Query 12: The authors should also include data for complete plant development. The authors emphasized the importance of developing more effective in vitro protocols for plant propagation; however, the present study is limited to the embryo level.

Authors response: We acknowledge the reviewers concern regarding the absence of data on complete plant development. The primary objective of the present study was to focus specifically on somatic embryogenesis and shoot organogenesis level analysis using imaging and CNN-based classification. While complete plant regeneration is indeed important for developing efficient in vitro propagation protocols, those experiments fall outside the scope of this work. Comprehensive data on full plant development are being addressed in a separate manuscript that focuses exclusively on micropropagation and regeneration.

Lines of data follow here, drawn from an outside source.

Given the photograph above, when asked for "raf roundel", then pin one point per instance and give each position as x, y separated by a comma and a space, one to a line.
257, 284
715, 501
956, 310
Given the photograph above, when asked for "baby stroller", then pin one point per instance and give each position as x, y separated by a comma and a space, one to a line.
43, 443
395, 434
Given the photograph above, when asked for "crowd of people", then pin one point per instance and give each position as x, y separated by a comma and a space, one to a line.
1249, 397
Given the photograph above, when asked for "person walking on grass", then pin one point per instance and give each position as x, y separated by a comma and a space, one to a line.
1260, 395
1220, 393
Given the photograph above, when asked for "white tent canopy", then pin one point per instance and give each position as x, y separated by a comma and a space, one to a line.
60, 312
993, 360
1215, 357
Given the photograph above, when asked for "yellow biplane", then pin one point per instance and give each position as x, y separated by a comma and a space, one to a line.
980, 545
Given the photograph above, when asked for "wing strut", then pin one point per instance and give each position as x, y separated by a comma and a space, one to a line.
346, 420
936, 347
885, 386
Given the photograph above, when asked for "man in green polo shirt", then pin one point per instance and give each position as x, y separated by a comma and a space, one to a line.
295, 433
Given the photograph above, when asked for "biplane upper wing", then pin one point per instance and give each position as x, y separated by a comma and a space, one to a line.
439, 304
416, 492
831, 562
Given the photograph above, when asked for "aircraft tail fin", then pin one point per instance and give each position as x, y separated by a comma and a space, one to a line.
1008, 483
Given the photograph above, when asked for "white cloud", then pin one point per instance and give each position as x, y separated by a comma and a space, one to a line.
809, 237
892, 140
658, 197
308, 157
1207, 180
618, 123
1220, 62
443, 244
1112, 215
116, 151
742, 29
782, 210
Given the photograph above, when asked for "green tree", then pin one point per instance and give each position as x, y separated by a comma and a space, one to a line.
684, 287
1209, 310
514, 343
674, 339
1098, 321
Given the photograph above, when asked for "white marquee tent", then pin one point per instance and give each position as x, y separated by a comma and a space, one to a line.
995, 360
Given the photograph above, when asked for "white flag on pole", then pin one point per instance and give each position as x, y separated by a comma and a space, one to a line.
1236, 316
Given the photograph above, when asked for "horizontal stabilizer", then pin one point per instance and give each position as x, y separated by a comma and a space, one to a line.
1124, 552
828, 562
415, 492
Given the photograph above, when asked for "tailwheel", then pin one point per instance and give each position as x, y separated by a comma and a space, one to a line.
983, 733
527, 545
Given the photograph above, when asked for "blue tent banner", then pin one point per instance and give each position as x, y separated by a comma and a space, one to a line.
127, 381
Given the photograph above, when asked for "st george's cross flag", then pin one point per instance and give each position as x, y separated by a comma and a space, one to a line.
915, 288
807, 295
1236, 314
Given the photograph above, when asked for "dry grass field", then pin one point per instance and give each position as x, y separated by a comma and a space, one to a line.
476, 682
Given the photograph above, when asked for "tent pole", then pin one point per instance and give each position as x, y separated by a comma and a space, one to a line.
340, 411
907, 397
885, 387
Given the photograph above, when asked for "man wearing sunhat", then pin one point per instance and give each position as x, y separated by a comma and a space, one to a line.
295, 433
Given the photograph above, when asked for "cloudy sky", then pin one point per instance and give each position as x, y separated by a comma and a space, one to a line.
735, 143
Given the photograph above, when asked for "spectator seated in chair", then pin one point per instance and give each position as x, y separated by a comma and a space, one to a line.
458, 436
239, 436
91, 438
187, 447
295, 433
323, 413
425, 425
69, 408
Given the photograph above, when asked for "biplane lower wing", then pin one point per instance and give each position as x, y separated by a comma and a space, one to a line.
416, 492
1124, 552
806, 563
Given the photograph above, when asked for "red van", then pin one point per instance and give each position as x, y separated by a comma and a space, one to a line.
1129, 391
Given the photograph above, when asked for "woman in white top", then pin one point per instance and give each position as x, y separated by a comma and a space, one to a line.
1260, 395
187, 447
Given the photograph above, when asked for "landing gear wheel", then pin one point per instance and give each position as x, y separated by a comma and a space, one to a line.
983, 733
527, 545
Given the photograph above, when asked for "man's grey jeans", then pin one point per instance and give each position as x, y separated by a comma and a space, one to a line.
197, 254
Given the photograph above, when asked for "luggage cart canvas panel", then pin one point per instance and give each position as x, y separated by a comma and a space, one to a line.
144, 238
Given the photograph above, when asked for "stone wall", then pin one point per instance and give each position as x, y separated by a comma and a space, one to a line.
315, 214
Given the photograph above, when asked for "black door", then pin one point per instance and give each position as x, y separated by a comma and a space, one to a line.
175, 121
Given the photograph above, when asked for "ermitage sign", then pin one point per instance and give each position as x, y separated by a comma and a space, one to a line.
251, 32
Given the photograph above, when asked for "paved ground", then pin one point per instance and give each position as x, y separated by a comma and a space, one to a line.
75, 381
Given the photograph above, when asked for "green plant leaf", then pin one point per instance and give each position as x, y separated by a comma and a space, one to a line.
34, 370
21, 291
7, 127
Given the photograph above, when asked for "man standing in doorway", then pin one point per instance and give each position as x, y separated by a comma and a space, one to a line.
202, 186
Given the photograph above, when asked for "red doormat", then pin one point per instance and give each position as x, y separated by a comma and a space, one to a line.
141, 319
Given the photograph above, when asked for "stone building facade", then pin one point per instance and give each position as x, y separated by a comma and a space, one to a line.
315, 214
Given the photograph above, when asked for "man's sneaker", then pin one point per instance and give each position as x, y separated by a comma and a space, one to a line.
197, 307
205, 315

Query 13: There are also several small English errors throughout the text, which the authors are advised to rectify and improve.

Authors response: The entire manuscript has been thoroughly revised to correct minor English errors and improve clarity, grammar, and overall readability.

Query 14: The authors should make necessary modifications to the manuscript to be appropriate for publication in this journal.

Authors response: We thank the reviewer for this recommendation. All necessary revisions have been made throughout the manuscript to improve clarity, organization, scientific rigor, and overall presentation to meet the publication standards of the journal.

Round 2

Reviewer 2 Report

Comments and Suggestions for Authors

Based on the authors' comprehensive responses and the revised manuscript, I recommend acceptance of the manuscript for publication in Biology. The authors have diligently and satisfactorily addressed the vast majority of the reviewer's concerns. Key improvements include the addition of crucial methodological details for tissue culture reproducibility, a robust justification for the AI modeling approach (including new 5-fold cross-validation and resolution tests), a significantly expanded discussion with mechanistic insights and limitations, and corrections to figures and data presentation. While some inherent limitations remain, such as the lack of an independent blind test for model predictions and the use of a pre-existing dataset size, these are now explicitly acknowledged as future directions rather than overlooked. The manuscript now presents a more complete, transparent, and scientifically sound study that convincingly demonstrates the successful integration of image-based deep learning with plant tissue culture to optimize micropropagation in an endangered medicinal species. The work is novel, the methodology is well-justified, and the findings are of potential interest to the readership of Biology.

Reviewer 3 Report

Comments and Suggestions for Authors

The authors have modified the MS as suggested by the reviewer and the MS is now more refined and improved . It may now be accepted for publication in the journal.